I have a single DbContext.. First I do:
var all = context.MySet.Where(c=>c.X == 1).ToList();
later (with the same context instance)
var special = context.MySet.Where(c=>(c.X == 1) && (c.Y===1).ToList();
The database is hit AGAIN! Since the first query is guaranteed
to return all of the elements that will exist in the second, why is the DB being hit again?
If you wish to avoid hitting the database again then you could try this;
var special = all.Where(c=>(c.X == 1) && (c.Y===1).ToList();
Since the list of all objects already contains everything you want you can just query that list and the database won't get hit again.
Your link expression is just a query, it only retrieves data when you enumerate it (for example calling .ToList()). You can keep changing the query and hold off actually getting the data until you need it. The entity framework will convert your query into an SQL query in the background and then fetch data.
Avoid writing "ToList()" at the end of every query as this forces the EF to hit the database.
If you only ever what to hit the database once then get the data you need by calling "ToList(), To.Array etc and then work with that collection (in your case the "all" collection) since this is the object holding all the data.
Related
I'm running this linq query which is a little big.
var events = _context.Event.OrderByDescending(e => e.StartDate).Where(e => e.IsPresentation == true).Where(e => e.IsCanceled == false).Where(e => e.StartDate > new DateTime());
And the page outputing the data from this query is taking too much time to load.
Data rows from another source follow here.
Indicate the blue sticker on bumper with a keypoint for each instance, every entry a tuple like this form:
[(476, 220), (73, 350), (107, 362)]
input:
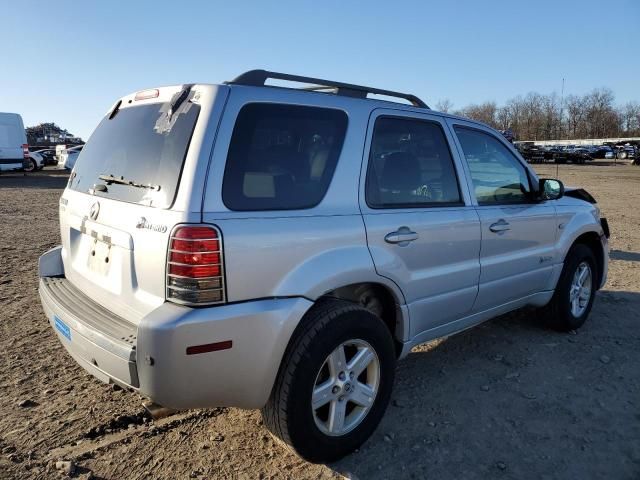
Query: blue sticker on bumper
[(62, 327)]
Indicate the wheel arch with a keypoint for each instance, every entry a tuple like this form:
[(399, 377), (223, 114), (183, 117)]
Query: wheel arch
[(386, 304), (591, 239)]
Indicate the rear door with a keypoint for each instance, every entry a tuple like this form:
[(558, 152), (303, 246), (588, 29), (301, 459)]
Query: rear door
[(422, 231), (518, 235)]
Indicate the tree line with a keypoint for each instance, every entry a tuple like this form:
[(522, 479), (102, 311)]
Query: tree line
[(537, 116)]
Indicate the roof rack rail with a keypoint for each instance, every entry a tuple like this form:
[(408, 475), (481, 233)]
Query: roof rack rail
[(258, 78)]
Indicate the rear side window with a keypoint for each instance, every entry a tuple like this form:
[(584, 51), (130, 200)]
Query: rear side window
[(497, 175), (282, 157), (410, 165)]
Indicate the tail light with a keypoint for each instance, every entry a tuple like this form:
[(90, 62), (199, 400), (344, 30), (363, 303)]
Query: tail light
[(195, 272)]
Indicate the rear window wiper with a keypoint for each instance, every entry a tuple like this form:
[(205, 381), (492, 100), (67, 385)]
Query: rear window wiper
[(111, 179)]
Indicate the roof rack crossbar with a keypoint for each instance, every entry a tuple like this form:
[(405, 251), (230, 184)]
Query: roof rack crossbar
[(258, 78)]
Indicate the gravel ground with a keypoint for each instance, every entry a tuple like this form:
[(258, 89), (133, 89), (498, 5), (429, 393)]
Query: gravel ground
[(507, 399)]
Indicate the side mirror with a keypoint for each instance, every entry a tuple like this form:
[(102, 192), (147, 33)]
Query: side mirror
[(550, 189)]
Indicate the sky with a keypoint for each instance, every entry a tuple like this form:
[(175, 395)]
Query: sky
[(67, 62)]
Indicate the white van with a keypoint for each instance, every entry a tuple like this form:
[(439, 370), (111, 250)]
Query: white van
[(13, 142)]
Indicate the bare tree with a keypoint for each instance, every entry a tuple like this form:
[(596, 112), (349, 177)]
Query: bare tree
[(542, 117), (444, 105), (630, 116)]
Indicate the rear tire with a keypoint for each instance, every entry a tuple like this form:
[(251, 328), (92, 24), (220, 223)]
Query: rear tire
[(310, 373), (573, 298)]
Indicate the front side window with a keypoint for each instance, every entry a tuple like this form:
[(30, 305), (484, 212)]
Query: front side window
[(410, 165), (282, 157), (497, 175)]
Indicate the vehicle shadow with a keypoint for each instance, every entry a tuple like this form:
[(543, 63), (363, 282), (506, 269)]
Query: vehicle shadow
[(512, 399), (48, 179), (625, 256)]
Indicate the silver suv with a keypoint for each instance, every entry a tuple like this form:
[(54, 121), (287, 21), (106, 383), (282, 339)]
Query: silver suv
[(280, 248)]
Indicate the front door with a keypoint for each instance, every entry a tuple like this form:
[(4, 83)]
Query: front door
[(421, 229), (518, 234)]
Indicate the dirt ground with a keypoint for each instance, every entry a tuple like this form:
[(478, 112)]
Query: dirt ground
[(507, 399)]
Maybe because I'm using too many wheres.
I had the same issue using includes, and then includes, in a different query, but I divided the query, to improve the performance. But I'm trying to figure it out how to do the same thing in that situation, because I'm not using any include.
Overall, the performance of the query will largely depend on the table size, and availability of suitable indices.
A couple things I can note from that query:
This statement doesn't make a lot of sense: .Where(e => e.StartDate > new DateTime()). new DateTime() will initialize a DateTime from 01/01/0001. Any dates stored in an SQL Server DateTime column for example will be from 01/01/1753, so this seems rather moot. If the database/entity DateTime value is null-able, then .Where(e => e.StartDate.HasValue) would be more applicable. If the DateTime value is not null-able then this condition can be left off entirely.
So if the field is null-able, the Linq expression would look more like:
var events = _context.Event
.Where(e => e.IsPresentation && !e.IsCanceled && e.StartDate.HasValue)
.OrderByDescending(e => e.StartDate)
.ToList();
If it's not null-able:
var events = _context.Event
.Where(e => e.IsPresentation && !e.IsCanceled)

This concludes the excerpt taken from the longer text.